The donation was made through her foundation “Behind My Smiles” on World Kidney Day.
“The Bedsheets is just one of the problems, the major one is government intervention to make dialysis as management of Chronic Kidney Disease available, affordable, and accessible to all Chronic Kidney patients,” she stated.
“Korle Bu has been more like a second home in the last 15yrs, even when I thought it had all ended in December 2019, after the transplant, but No I still go to Korle Bu. Chronic Kidney Disease is not a child’s play. Let’s all get educated, encourage regular checkups, and adopt the healthy lifestyle approach that’s the only way to protect the kidneys,” she added.

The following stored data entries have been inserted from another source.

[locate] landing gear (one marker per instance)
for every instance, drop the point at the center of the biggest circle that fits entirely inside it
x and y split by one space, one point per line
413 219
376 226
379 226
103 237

Abigail Ashley further said, “I don’t do it because I have no tears but my greatest trophy is the tears I wipe away from people’s faces”.
About Chronic Kidney Disease
One (1) out of 10 adult people worldwide have Chronic Kidney Disease (CKD) and if left untreated it can be deadly.
While early detection allows for disease care and management to help prevent morbidity and mortality, and improve cost-effectiveness and sustainability, kidney disease-related mortality continues to increase yearly and is projected to be the 5th leading cause of death by 2040.
A persistent and ongoing CKD knowledge gap exists, one that is demonstrable at all levels of healthcare:
* The community – Obstacles to better kidney health understanding include the complex nature of kidney disease information, low baseline awareness, limited health literacy, limited availability of CKD information, and lack of readiness to learn.
* The healthcare worker – Another barrier to overcome in order to ensure greater awareness of CKD is a more focused education of physicians as they are in charge of the patients’ medical condition.
* The public health policy makers – Finally, CKD is a global public health threat but is typically low on government health agendas with political commitments on non-communicable disease programs concentrating predominantly on four main diseases – cardiovascular disease, cancer, diabetes, and chronic respiratory disease.
This knowledge gap is stifling the fight against kidney disease and increasing the mortality rate.
The WKD Joint Steering Committee is calling for everyone worldwide to not only be aware of the disease but to actively know what their own kidney health measures are.
The general public is also encouraged to adopt a healthy diet and lifestyles (access to clean water, exercise, healthy diet, tobacco control, and climate change prevention) to maintain good kidney health, preserve kidney function longer in those with CKD and increase overall general awareness of the importance of kidneys.